Kind words cost little but they accomplish much.
~Blaise Pascal
Quilting
If you know me, you know there are still lots of strips cut. Way too many. After deboning the shirts and cutting some into smaller pieces than were easy to use, I sliced the rest into 4.5" strips. When the previous top worked out, I went looking for another idea with easy {larger} pieces. There's a pattern from 1942 called A Red and White Crisscross that looks like an X that I simplified. First, this X is made of two squares and a rectangle. Second, it's not a single block anymore. All the whites are squares, too. This meant I had to lay everything out to line up the fabric correctly but that's much easier than sewing eight triangles around each X.

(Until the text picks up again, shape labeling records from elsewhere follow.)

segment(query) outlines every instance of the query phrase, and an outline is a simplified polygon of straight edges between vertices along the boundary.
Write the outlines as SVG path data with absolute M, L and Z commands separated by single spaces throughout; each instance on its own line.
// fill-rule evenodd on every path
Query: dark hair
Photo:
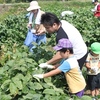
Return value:
M 95 2 L 98 2 L 98 0 L 94 0 L 94 3 L 95 3 Z
M 70 53 L 73 54 L 73 48 L 62 48 L 59 51 L 65 53 L 67 50 L 69 50 Z
M 49 12 L 42 14 L 41 24 L 47 25 L 47 26 L 53 26 L 54 23 L 58 25 L 60 24 L 60 20 L 55 14 L 49 13 Z

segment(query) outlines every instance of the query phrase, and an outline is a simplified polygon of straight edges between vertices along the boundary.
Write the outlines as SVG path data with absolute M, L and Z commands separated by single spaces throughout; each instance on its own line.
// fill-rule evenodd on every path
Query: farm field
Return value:
M 94 41 L 100 42 L 100 20 L 93 16 L 91 9 L 94 6 L 90 0 L 39 1 L 39 4 L 43 11 L 55 13 L 78 28 L 88 49 Z M 27 34 L 28 19 L 25 15 L 28 6 L 29 3 L 3 5 L 0 10 L 0 100 L 70 100 L 62 74 L 45 79 L 32 77 L 32 74 L 49 71 L 38 65 L 55 53 L 52 50 L 55 35 L 50 37 L 47 34 L 48 42 L 41 46 L 35 44 L 34 53 L 29 52 L 28 47 L 23 45 Z M 65 10 L 74 14 L 61 18 L 61 12 Z M 85 66 L 82 72 L 86 79 Z M 81 99 L 73 96 L 73 100 L 85 99 L 91 100 L 88 91 Z

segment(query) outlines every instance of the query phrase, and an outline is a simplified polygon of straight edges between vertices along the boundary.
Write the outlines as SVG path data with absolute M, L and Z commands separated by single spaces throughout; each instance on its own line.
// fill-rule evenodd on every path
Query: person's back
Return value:
M 80 59 L 87 52 L 87 46 L 84 43 L 80 32 L 67 21 L 62 20 L 61 23 L 63 30 L 66 32 L 69 40 L 73 44 L 74 55 L 77 57 L 77 59 Z
M 94 16 L 95 17 L 100 17 L 100 4 L 97 5 L 97 10 L 95 11 Z
M 28 33 L 27 37 L 24 41 L 24 44 L 29 47 L 30 51 L 33 51 L 33 48 L 36 48 L 33 43 L 35 42 L 37 45 L 41 43 L 46 43 L 46 30 L 44 26 L 40 23 L 41 15 L 45 12 L 40 10 L 40 6 L 37 1 L 30 2 L 30 6 L 27 8 L 29 14 L 29 22 L 28 22 Z

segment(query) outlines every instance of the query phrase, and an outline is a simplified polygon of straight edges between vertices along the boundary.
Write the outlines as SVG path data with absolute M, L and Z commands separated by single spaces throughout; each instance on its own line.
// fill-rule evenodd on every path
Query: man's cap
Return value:
M 37 1 L 32 1 L 30 3 L 30 6 L 27 8 L 27 11 L 35 10 L 35 9 L 40 9 L 41 7 L 38 5 Z
M 72 43 L 69 41 L 69 39 L 62 38 L 58 41 L 58 44 L 53 47 L 53 49 L 57 51 L 63 48 L 73 48 Z
M 94 3 L 95 3 L 95 2 L 98 2 L 98 0 L 94 0 L 93 2 L 94 2 Z
M 94 42 L 91 44 L 91 51 L 95 54 L 100 54 L 100 43 Z

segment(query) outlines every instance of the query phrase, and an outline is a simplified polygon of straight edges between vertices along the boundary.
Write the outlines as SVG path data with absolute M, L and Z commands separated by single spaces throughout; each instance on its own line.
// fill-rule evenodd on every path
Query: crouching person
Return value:
M 58 66 L 45 65 L 44 67 L 40 65 L 41 68 L 52 68 L 54 70 L 45 74 L 35 74 L 33 77 L 46 78 L 64 72 L 70 93 L 82 97 L 86 82 L 77 59 L 73 55 L 73 46 L 71 42 L 68 39 L 62 38 L 58 41 L 54 50 L 60 51 L 60 55 L 63 57 L 61 63 Z

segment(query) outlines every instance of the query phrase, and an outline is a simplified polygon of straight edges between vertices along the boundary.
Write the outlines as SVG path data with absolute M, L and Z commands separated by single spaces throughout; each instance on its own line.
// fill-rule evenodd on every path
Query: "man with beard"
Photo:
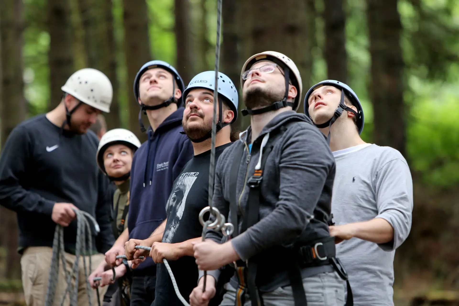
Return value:
M 166 203 L 173 184 L 193 156 L 190 142 L 179 133 L 184 88 L 175 68 L 162 61 L 146 63 L 134 80 L 134 96 L 140 106 L 140 129 L 145 131 L 141 117 L 144 112 L 150 124 L 146 130 L 148 139 L 136 151 L 132 160 L 128 228 L 105 254 L 106 261 L 112 266 L 122 263 L 122 260 L 116 259 L 117 255 L 125 254 L 128 260 L 135 260 L 132 266 L 133 306 L 150 306 L 156 284 L 156 264 L 148 252 L 140 255 L 134 247 L 148 245 L 144 239 L 149 236 L 154 237 L 154 241 L 161 241 L 164 226 L 160 225 L 166 219 Z M 160 234 L 156 235 L 157 233 Z M 145 257 L 139 259 L 140 256 Z
M 150 255 L 157 267 L 156 306 L 182 305 L 174 290 L 162 259 L 169 261 L 182 295 L 188 300 L 196 285 L 198 268 L 193 257 L 193 243 L 202 239 L 201 211 L 208 204 L 211 131 L 215 73 L 196 75 L 183 94 L 184 132 L 193 144 L 194 156 L 174 183 L 166 209 L 167 219 L 162 242 L 154 242 Z M 218 107 L 215 135 L 215 160 L 230 146 L 230 124 L 237 117 L 238 94 L 233 82 L 218 72 Z M 218 301 L 215 301 L 218 303 Z M 218 305 L 216 304 L 215 305 Z
M 304 112 L 329 135 L 336 161 L 331 206 L 336 225 L 330 234 L 349 267 L 354 305 L 392 306 L 395 250 L 411 226 L 408 164 L 397 150 L 362 139 L 363 110 L 346 84 L 326 80 L 314 85 L 305 98 Z
M 195 245 L 198 267 L 208 274 L 190 304 L 207 305 L 217 269 L 232 262 L 221 305 L 343 305 L 328 224 L 335 161 L 324 135 L 294 111 L 298 69 L 284 54 L 264 52 L 246 62 L 241 81 L 251 125 L 218 159 L 213 198 L 234 232 L 221 244 L 221 231 L 210 230 Z
M 85 68 L 72 74 L 61 89 L 64 95 L 56 108 L 14 128 L 0 159 L 0 203 L 17 214 L 22 283 L 28 305 L 44 305 L 56 223 L 64 228 L 64 267 L 72 269 L 77 238 L 74 210 L 92 215 L 100 227 L 92 240 L 93 269 L 114 241 L 108 180 L 94 158 L 99 139 L 88 130 L 98 114 L 110 111 L 112 83 L 100 71 Z M 78 264 L 78 305 L 88 305 L 83 256 Z M 59 273 L 55 305 L 67 287 L 62 267 Z M 91 297 L 95 305 L 95 291 Z

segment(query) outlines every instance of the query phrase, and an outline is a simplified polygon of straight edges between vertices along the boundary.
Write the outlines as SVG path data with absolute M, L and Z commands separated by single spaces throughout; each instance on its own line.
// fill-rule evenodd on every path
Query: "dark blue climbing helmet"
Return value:
M 134 98 L 135 99 L 135 101 L 137 103 L 139 103 L 139 82 L 140 80 L 140 77 L 142 76 L 144 72 L 148 69 L 157 67 L 162 68 L 172 73 L 174 77 L 174 80 L 177 82 L 179 89 L 180 89 L 180 91 L 182 93 L 183 93 L 183 91 L 185 89 L 185 85 L 183 83 L 183 80 L 182 79 L 182 77 L 180 76 L 179 72 L 177 72 L 177 70 L 172 65 L 163 61 L 151 61 L 146 63 L 142 66 L 142 67 L 139 70 L 139 72 L 137 72 L 137 75 L 135 76 L 135 78 L 134 79 Z M 142 122 L 141 115 L 142 112 L 145 113 L 145 111 L 146 110 L 157 110 L 162 107 L 165 107 L 170 105 L 172 102 L 177 103 L 178 106 L 180 106 L 182 105 L 183 100 L 181 97 L 178 99 L 176 101 L 175 100 L 175 98 L 174 96 L 174 92 L 175 91 L 175 83 L 173 83 L 173 94 L 172 96 L 168 99 L 164 101 L 163 103 L 159 105 L 153 106 L 147 106 L 144 104 L 141 101 L 140 102 L 140 111 L 139 113 L 139 123 L 140 126 L 140 130 L 142 132 L 145 132 L 146 130 L 143 126 L 143 123 Z

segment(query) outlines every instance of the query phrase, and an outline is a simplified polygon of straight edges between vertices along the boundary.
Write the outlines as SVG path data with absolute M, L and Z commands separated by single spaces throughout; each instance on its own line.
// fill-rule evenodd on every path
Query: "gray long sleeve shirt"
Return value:
M 267 133 L 292 119 L 299 121 L 291 123 L 274 144 L 266 160 L 260 187 L 260 221 L 231 239 L 242 260 L 262 255 L 263 263 L 258 262 L 257 277 L 257 284 L 261 291 L 271 291 L 290 284 L 286 270 L 280 267 L 281 265 L 276 262 L 291 259 L 274 257 L 282 250 L 280 247 L 307 244 L 329 236 L 327 222 L 331 210 L 334 159 L 323 134 L 309 118 L 289 111 L 276 116 L 263 129 L 253 142 L 251 155 L 248 148 L 249 127 L 239 141 L 224 151 L 216 165 L 213 205 L 227 220 L 234 223 L 229 210 L 230 170 L 238 167 L 233 163 L 235 156 L 241 147 L 245 148 L 239 165 L 236 186 L 238 213 L 243 216 L 250 189 L 246 183 L 258 162 L 261 139 Z M 312 216 L 314 217 L 310 223 Z M 240 232 L 242 219 L 240 218 Z M 220 242 L 222 235 L 221 232 L 209 231 L 206 237 Z M 269 268 L 261 267 L 260 264 L 263 267 L 263 264 Z M 302 275 L 307 277 L 332 270 L 329 266 L 314 267 L 304 269 Z M 214 276 L 218 274 L 218 272 L 213 272 Z M 236 281 L 235 278 L 232 280 Z
M 387 221 L 393 239 L 377 245 L 354 238 L 336 245 L 336 255 L 349 275 L 354 305 L 392 306 L 395 250 L 408 236 L 413 211 L 413 183 L 397 150 L 376 145 L 333 152 L 336 173 L 332 212 L 336 225 Z

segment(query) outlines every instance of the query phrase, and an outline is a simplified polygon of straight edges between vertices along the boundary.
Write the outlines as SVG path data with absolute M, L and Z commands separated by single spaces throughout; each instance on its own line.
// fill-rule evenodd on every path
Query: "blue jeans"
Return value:
M 303 278 L 308 306 L 343 306 L 345 283 L 336 272 L 322 273 Z M 220 306 L 234 306 L 236 289 L 229 283 L 225 285 L 228 290 Z M 294 306 L 291 287 L 280 287 L 262 295 L 264 306 Z M 250 297 L 246 295 L 244 306 L 251 306 Z
M 133 276 L 131 306 L 150 306 L 155 299 L 156 275 Z

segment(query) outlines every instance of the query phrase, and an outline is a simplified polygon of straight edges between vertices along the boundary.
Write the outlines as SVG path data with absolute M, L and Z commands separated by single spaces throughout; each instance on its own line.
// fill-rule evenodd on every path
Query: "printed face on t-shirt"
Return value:
M 168 222 L 170 226 L 164 231 L 162 241 L 170 243 L 180 224 L 188 193 L 197 178 L 199 172 L 187 172 L 179 177 L 166 205 Z
M 110 176 L 123 176 L 131 171 L 132 164 L 132 150 L 124 145 L 111 145 L 104 152 L 104 166 Z

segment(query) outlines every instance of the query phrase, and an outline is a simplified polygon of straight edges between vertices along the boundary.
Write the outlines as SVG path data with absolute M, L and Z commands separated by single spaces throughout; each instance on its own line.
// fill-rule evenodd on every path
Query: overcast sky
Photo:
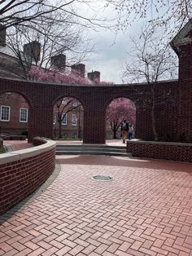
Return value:
M 113 20 L 110 24 L 107 22 L 107 26 L 111 24 L 117 24 L 117 14 L 112 7 L 103 8 L 104 1 L 98 0 L 96 6 L 93 6 L 94 10 L 98 10 L 98 19 L 107 18 L 107 20 Z M 81 8 L 78 6 L 78 11 L 82 15 L 91 13 L 89 8 Z M 100 8 L 100 9 L 99 9 Z M 93 12 L 95 14 L 94 12 Z M 122 83 L 123 66 L 128 59 L 128 54 L 131 48 L 130 36 L 135 36 L 141 28 L 143 20 L 138 20 L 133 26 L 127 27 L 126 32 L 118 32 L 116 37 L 116 29 L 112 31 L 104 29 L 98 29 L 97 32 L 89 31 L 89 37 L 93 38 L 95 44 L 96 53 L 89 56 L 89 60 L 85 60 L 86 72 L 99 71 L 101 73 L 101 81 L 112 82 L 114 83 Z

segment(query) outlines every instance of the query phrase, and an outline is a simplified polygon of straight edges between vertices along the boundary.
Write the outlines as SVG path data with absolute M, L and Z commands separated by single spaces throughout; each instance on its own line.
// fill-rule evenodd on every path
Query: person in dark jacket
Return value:
M 126 119 L 122 121 L 120 130 L 123 135 L 123 143 L 125 143 L 125 139 L 128 138 L 129 132 L 129 122 L 127 122 Z

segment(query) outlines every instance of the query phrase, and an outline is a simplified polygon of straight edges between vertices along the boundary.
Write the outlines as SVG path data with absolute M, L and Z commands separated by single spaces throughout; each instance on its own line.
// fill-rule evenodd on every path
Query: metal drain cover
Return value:
M 94 175 L 91 178 L 94 180 L 99 180 L 99 181 L 111 181 L 113 178 L 108 175 Z

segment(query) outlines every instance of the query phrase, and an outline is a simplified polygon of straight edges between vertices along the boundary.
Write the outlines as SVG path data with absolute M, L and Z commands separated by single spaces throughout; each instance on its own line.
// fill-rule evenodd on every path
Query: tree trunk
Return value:
M 113 130 L 113 139 L 117 139 L 116 138 L 116 130 Z
M 153 130 L 154 140 L 157 141 L 158 135 L 156 131 L 156 124 L 155 124 L 155 97 L 154 96 L 153 96 L 153 101 L 152 101 L 151 120 L 152 120 L 152 130 Z

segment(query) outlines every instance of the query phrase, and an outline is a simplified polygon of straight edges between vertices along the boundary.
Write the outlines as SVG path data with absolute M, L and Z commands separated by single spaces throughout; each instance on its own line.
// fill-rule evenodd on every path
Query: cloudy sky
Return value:
M 98 0 L 94 5 L 91 5 L 93 10 L 97 10 L 96 12 L 91 13 L 90 5 L 87 8 L 81 8 L 78 6 L 79 13 L 83 16 L 87 14 L 96 15 L 96 19 L 103 19 L 105 17 L 107 20 L 107 26 L 113 24 L 117 24 L 117 12 L 114 10 L 112 6 L 104 8 L 103 0 Z M 112 20 L 110 24 L 109 20 Z M 113 82 L 114 83 L 122 83 L 123 66 L 128 60 L 128 53 L 131 49 L 130 36 L 135 36 L 136 32 L 138 32 L 143 20 L 137 20 L 132 26 L 127 27 L 125 32 L 119 31 L 116 37 L 116 29 L 104 29 L 97 28 L 97 31 L 89 31 L 89 37 L 93 39 L 95 44 L 95 53 L 89 56 L 89 60 L 85 60 L 84 64 L 86 67 L 86 72 L 99 71 L 101 73 L 101 80 L 105 82 Z
M 131 51 L 130 35 L 135 35 L 135 31 L 140 28 L 136 23 L 126 32 L 115 34 L 110 31 L 93 33 L 98 52 L 91 55 L 93 60 L 86 62 L 86 70 L 99 71 L 101 80 L 122 83 L 123 67 L 129 59 Z

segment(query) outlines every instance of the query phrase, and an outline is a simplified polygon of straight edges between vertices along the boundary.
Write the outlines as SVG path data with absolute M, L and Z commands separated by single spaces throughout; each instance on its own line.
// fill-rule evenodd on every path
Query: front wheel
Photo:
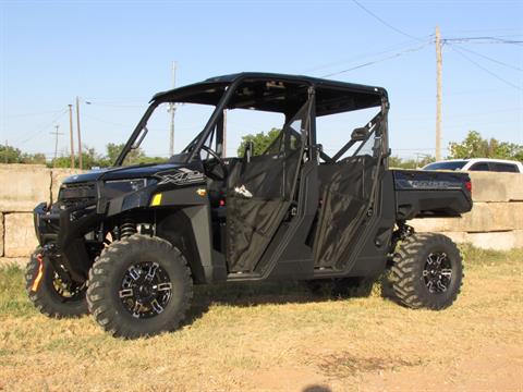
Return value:
M 175 330 L 192 296 L 185 258 L 158 237 L 135 234 L 113 242 L 89 271 L 89 310 L 113 336 L 136 339 Z
M 413 234 L 398 246 L 390 279 L 401 304 L 440 310 L 452 305 L 460 293 L 463 260 L 449 237 Z
M 31 302 L 48 317 L 80 317 L 87 314 L 85 283 L 64 282 L 38 247 L 25 270 L 25 287 Z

The blue shirt strips were subcut into 12.5" and and 4.5" units while the white strips were cut into 4.5" squares and 7.25" squares. The larger ones were subcut into QSTs for the border.
With the Xs as a guide, I added white squares as needed to sew the diagonal rows.
I simply eyeballed the final rows by lining up the sewn line with the squares below. Of course, you could measure everything if you preferred. Haha.
There were enough of these pieces to make a second, slightly smaller top, too. At least one of these will become a donation when the weather cools enough to think about quilting.
They were fast and easy. Fewer seams means less fraying of these vintage fabrics.